Anyone have any thoughts on this emtb? It seems alright to me, but I am brand new to looking at emtbs. Maybe someone with more experience can see some flaws with this bike? Or does it look legit?









Glide Roam Trail eMTB


150mm E-MTB Trail Bike with a full carbon frame, 60+ mile range, RockShox suspension and drivetrain. | Check out 'Glide Roam Trail eMTB' on Indiegogo.




www.indiegogo.com





Thanks for any comments.


----------



## Waterat Pat (Mar 22, 2007)

Crap spec a Yari and SX drivetrain really. The Ananda motor is one big question mark and since the battery is essentially a small bomb I would want it well put together.
You get what you pay for.


----------



## Loll (May 2, 2006)

I remember looking at the geometry and it is a mess.

Same concern about the motor. Never heard of it. Should anything goes wrong…


----------



## richulr (Jan 27, 2010)

Waterat Pat said:


> Crap spec a Yari and SX drivetrain really. The Ananda motor is one big question mark and since the battery is essentially a small bomb I would want it well put together.
> You get what you pay for.



I don't mind the Yari at all. I'm not a fan of SX and would much rather have Deore for sure, but what are you gonna do on an entry level bike?

Yeah, I don't see much out there about this motor, that's a concern. But is it just the maker that's the concern? Are the power stats and torque going to provide a good ride? If they work as claimed.

I don't understand the bomb comment.
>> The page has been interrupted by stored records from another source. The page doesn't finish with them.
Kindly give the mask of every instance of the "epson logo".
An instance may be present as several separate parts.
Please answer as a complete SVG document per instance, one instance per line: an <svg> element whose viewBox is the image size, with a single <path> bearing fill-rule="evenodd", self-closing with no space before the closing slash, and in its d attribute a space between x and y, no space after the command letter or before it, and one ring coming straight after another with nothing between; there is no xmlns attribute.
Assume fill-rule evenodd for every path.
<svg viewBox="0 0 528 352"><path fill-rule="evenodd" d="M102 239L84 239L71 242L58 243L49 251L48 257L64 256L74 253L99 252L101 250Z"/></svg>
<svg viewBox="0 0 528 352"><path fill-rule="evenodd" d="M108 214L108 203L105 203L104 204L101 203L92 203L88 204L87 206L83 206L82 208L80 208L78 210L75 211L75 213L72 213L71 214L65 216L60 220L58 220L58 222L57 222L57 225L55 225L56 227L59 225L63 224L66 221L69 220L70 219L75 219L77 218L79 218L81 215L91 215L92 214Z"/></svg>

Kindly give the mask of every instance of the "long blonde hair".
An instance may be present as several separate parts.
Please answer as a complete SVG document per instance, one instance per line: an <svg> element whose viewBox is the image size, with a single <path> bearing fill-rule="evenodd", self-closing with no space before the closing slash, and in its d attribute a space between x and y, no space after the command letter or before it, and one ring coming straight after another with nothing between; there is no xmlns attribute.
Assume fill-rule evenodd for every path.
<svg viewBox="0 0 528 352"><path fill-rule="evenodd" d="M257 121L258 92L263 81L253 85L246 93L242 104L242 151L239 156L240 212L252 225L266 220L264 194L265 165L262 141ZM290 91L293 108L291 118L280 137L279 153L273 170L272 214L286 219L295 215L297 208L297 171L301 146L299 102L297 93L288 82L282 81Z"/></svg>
Is this not a good battery for this bike?


----------



## richulr (Jan 27, 2010)

Loll said:


> I remember looking at the geometry and it is a mess.
> 
> Same concern about the motor. Never heard of it. Should anything goes wrong…


What's off on the geo? I would like the seat angle to be a little steeper, but 75 isn't bad with the seat slammed forward. Am I missing something else?

Thanks


----------



## Loll (May 2, 2006)

richulr said:


> What's off on the geo? I would like the seat angle to be a little steeper, but 75 isn't bad with the seat slammed forward. Am I missing something else?
> 
> Thanks


Personally the reach on the medium and the 445 mm chainstay on a mullet doesn’t drive for me. But each has their own preference and if it works for you in a different size, it could be a great ride.

If it is a must, the geometry is workable, but the motor is the biggest concern still.


----------



## Bikeventures (Jul 21, 2014)

The geometry isn't that off. Compare to YT Decoy's geometry. The components is to be expected on a $4k ebike.

Really the motor, battery, and reliability is the real concern. Will they survive or will you get stuck with an out-of-business brand?


----------



## richulr (Jan 27, 2010)

The motor and battery are my concern too. There is a little more info on it here, but it doesn't say much.









Mid-motor drive system challengers - Show Daily


While the major suppliers of mid-motors try to cover as many bases as possible with their products, there is more variety within the group of smaller players.




www.showdaily.net





It could be garbage. Or it could be a diamond in the rough. It's a tough gamble.


----------



## richulr (Jan 27, 2010)

After talking with them via email, I feel much more comfortable about their product. I may get one and be the guinea pig. We'll see.


----------



## Bigwheel (Jan 12, 2004)

"I may get one"

Seeing as it is a crowd source funded effort you may be on point.


----------



## fos'l (May 27, 2009)

I don't understand the "goal" of $500. Sounds like they'll go forward with one "guinea pig", but don't have one yet with 16 days to go.


----------



## richulr (Jan 27, 2010)

Site says the first 50 bikes are shipping to customers in January.


----------



## rideit (Jan 22, 2004)

richulr said:


> Site says the first 50 bikes are shipping to customers in January.


“The check is in the mail”


----------